Always-on agents are very good at making incompleteness feel productive. They can keep a thread warm, track progress, prepare tomorrow, remember preferences, and surface the thing you forgot. Some of that will be genuinely helpful. I would like software to remember the tedious parts of life a little better. I would also like it to understand that my desire to be helped at 2:00 p.m. is not permanent consent to be computationally accompanied through the rest of the day.
The humane version of persistent AI needs more than security settings. It needs endings.
A good logout for AI would tell you what is still active, not only where you signed in. It would distinguish between "this device is authenticated," "this agent is working," "this app connection can read your files," "this memory may influence future answers," and "this background task can still ask for confirmation." Those are different states. Collapsing them into one account screen is like putting the front door, oven, and garage opener behind the same unlabeled panel and calling it a home interface.
It would also have time in it. Some agent permissions should expire by default. Some tasks should go cold unless renewed. Some connections should be allowed for this project, this afternoon, this reimbursement form, this sprint, and then gracefully die. Expiry is not anti-agent. It is what makes delegation feel civilized. A hotel key card that works forever is not more convenient. It is alarming.
Good off-ramps would also be social. Workplace agents grounded in calendars, messages, files, and relationships are guests in other people's context. When Scout prepares a meeting or a workspace agent reads across shared material, the boundary runs through colleagues, customers, managers, vendors, and people who did not wake up hoping to be summarized by a machine before 9:00 a.m. A useful logout should therefore include quiet ways to say: not this room, not this thread, not this person's material, not after this date.

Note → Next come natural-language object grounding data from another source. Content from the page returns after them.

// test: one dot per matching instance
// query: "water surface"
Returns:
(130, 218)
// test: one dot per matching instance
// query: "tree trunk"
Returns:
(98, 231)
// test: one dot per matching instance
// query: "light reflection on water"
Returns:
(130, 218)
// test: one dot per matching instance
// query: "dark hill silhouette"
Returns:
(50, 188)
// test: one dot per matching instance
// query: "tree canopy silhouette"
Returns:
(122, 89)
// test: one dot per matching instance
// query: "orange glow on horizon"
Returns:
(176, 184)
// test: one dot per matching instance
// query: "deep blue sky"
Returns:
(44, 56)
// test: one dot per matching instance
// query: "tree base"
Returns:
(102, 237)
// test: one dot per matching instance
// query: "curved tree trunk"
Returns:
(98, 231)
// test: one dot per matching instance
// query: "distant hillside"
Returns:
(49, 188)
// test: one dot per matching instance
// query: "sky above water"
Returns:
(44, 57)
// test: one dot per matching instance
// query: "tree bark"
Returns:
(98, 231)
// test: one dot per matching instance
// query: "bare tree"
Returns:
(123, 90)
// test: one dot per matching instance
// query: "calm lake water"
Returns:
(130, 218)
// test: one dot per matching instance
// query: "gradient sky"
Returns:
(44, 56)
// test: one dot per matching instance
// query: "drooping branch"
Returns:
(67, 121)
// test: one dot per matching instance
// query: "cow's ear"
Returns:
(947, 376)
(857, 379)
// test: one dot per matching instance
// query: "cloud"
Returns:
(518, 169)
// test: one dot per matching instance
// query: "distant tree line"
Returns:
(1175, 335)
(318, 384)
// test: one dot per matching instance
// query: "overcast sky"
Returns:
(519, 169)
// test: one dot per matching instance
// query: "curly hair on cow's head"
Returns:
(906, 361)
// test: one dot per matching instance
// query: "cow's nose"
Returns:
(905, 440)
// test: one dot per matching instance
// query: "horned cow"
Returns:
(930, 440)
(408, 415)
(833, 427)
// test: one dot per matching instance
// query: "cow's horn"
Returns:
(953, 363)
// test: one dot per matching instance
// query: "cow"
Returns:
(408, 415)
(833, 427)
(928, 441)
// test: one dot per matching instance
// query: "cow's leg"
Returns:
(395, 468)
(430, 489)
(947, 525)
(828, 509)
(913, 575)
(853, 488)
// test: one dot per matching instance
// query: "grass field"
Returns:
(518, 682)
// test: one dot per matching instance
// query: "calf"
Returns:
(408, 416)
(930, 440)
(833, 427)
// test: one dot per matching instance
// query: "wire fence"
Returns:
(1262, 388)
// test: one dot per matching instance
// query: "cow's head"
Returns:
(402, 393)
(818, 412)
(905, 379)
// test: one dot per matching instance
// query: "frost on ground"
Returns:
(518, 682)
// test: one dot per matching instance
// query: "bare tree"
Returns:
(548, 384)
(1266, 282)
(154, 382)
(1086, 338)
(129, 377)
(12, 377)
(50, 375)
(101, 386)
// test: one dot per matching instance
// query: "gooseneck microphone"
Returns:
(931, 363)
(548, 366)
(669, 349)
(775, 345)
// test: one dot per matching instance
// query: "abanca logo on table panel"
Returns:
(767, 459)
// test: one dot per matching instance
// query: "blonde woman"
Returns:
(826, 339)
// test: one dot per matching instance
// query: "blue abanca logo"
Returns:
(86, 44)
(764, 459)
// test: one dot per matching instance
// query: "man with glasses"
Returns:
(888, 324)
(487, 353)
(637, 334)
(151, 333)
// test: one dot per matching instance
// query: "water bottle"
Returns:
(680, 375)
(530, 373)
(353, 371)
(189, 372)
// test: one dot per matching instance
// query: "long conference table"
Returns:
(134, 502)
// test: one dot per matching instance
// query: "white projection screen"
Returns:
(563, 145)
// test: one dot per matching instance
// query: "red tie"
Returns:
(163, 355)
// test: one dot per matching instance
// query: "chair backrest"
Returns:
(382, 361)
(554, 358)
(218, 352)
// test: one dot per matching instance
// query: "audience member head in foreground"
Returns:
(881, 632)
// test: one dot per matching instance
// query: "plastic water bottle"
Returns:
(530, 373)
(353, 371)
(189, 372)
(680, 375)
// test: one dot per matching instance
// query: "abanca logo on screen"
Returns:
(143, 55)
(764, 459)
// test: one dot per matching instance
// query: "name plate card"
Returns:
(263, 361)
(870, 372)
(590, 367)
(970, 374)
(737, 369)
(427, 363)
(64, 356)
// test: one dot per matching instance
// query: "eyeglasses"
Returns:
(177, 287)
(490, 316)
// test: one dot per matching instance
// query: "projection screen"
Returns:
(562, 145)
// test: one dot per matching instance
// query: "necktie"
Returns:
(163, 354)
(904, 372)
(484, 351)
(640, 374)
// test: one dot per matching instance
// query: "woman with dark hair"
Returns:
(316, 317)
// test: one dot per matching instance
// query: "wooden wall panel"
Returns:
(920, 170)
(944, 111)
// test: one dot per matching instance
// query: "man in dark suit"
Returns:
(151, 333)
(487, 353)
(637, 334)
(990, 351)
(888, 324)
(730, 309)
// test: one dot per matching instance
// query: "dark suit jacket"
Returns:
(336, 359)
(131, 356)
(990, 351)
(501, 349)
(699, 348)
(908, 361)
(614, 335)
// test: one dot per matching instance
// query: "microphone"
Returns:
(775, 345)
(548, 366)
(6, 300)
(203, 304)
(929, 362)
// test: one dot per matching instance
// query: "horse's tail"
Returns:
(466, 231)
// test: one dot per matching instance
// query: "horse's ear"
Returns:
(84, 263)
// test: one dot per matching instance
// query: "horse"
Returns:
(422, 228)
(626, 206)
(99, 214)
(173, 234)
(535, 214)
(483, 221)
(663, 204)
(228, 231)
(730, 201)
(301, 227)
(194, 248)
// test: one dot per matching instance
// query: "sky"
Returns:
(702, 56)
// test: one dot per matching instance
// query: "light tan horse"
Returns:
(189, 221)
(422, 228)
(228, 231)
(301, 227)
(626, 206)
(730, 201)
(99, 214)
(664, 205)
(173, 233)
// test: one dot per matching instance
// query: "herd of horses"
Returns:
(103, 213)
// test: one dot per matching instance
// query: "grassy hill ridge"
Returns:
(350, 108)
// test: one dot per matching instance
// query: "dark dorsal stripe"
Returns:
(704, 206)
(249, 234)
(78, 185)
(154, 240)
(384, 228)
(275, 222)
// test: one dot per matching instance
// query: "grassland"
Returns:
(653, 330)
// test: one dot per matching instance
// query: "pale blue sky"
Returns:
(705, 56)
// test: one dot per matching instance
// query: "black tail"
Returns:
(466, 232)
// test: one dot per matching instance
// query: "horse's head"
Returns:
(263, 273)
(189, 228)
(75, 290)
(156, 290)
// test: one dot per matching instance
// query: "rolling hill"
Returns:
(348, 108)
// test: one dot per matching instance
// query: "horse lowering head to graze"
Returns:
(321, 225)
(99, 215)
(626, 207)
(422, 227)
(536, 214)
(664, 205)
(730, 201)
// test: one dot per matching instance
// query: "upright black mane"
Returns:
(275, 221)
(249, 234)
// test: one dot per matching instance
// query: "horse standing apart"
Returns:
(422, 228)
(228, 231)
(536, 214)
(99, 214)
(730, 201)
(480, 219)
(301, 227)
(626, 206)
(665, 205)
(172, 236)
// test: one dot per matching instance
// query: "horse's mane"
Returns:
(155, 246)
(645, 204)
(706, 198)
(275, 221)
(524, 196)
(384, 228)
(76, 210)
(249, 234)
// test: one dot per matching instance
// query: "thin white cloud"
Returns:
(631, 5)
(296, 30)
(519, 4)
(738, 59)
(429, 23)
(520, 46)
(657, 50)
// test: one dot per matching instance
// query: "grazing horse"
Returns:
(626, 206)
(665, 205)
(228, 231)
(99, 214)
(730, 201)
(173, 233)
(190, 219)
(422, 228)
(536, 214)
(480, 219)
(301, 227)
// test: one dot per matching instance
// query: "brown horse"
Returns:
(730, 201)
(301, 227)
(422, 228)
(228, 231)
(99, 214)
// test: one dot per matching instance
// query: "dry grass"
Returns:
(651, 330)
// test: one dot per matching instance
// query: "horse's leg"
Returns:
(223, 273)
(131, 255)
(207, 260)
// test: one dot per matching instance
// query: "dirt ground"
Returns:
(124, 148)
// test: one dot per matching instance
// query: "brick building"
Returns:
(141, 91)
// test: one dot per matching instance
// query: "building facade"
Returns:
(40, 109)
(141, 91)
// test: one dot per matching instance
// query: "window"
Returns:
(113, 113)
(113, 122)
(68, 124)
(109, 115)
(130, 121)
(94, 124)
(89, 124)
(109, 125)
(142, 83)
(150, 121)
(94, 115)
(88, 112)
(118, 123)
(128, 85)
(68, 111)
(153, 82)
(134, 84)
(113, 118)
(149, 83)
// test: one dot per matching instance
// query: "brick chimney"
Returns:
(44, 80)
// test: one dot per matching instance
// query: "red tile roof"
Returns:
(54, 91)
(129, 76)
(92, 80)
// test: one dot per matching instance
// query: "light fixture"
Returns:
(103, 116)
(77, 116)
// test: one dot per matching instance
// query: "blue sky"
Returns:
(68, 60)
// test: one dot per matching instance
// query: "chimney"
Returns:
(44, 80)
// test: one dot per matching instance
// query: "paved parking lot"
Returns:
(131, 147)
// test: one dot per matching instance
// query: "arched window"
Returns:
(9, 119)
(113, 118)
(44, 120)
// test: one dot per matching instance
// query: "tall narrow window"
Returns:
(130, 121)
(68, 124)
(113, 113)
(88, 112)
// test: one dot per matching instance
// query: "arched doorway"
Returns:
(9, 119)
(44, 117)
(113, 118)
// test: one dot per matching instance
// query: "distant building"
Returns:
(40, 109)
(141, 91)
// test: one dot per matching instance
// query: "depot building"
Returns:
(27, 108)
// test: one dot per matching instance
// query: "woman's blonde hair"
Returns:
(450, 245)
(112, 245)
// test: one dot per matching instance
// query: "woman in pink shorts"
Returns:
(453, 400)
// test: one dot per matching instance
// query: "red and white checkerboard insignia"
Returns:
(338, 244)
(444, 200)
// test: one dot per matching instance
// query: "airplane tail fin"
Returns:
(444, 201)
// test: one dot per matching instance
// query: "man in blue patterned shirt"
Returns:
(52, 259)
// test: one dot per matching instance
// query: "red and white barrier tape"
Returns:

This is where the interface becomes a small act of respect. The user should not need to be an identity administrator to understand whether the assistant is still present. They should not need to remember which plugin, connector, CLI, browser extension, mobile app, or enterprise agent has which kind of access. They should not have to check every burner before leaving the house just because productivity software discovered autonomy.
We already understand this in other parts of life. A car does not ask you to review a legal matrix before turning off the engine. It gives you a key, a dashboard, a warning if the headlights are still on, and a shared understanding that the trip has ended. A good AI logout should feel more like that. Not a maze. A ritual. Here is what is running. Here is what will stop. Here is what will keep working because you explicitly asked it to. Leave the room clean.
The wider question is what kind of relationship we are building with these systems. If AI becomes ambient infrastructure, then ending becomes as important as starting. Trust will not come only from better answers, stronger models, or faster agents. It will come from the feeling that help has edges.
People can live with powerful tools. We do it all the time. What wears people down is power without a clean boundary: the meeting that never quite ends, the app that follows you home, the assistant that is still half-awake somewhere in the account, politely waiting to be useful. The future does not need less capable AI. It needs AI that knows how to leave.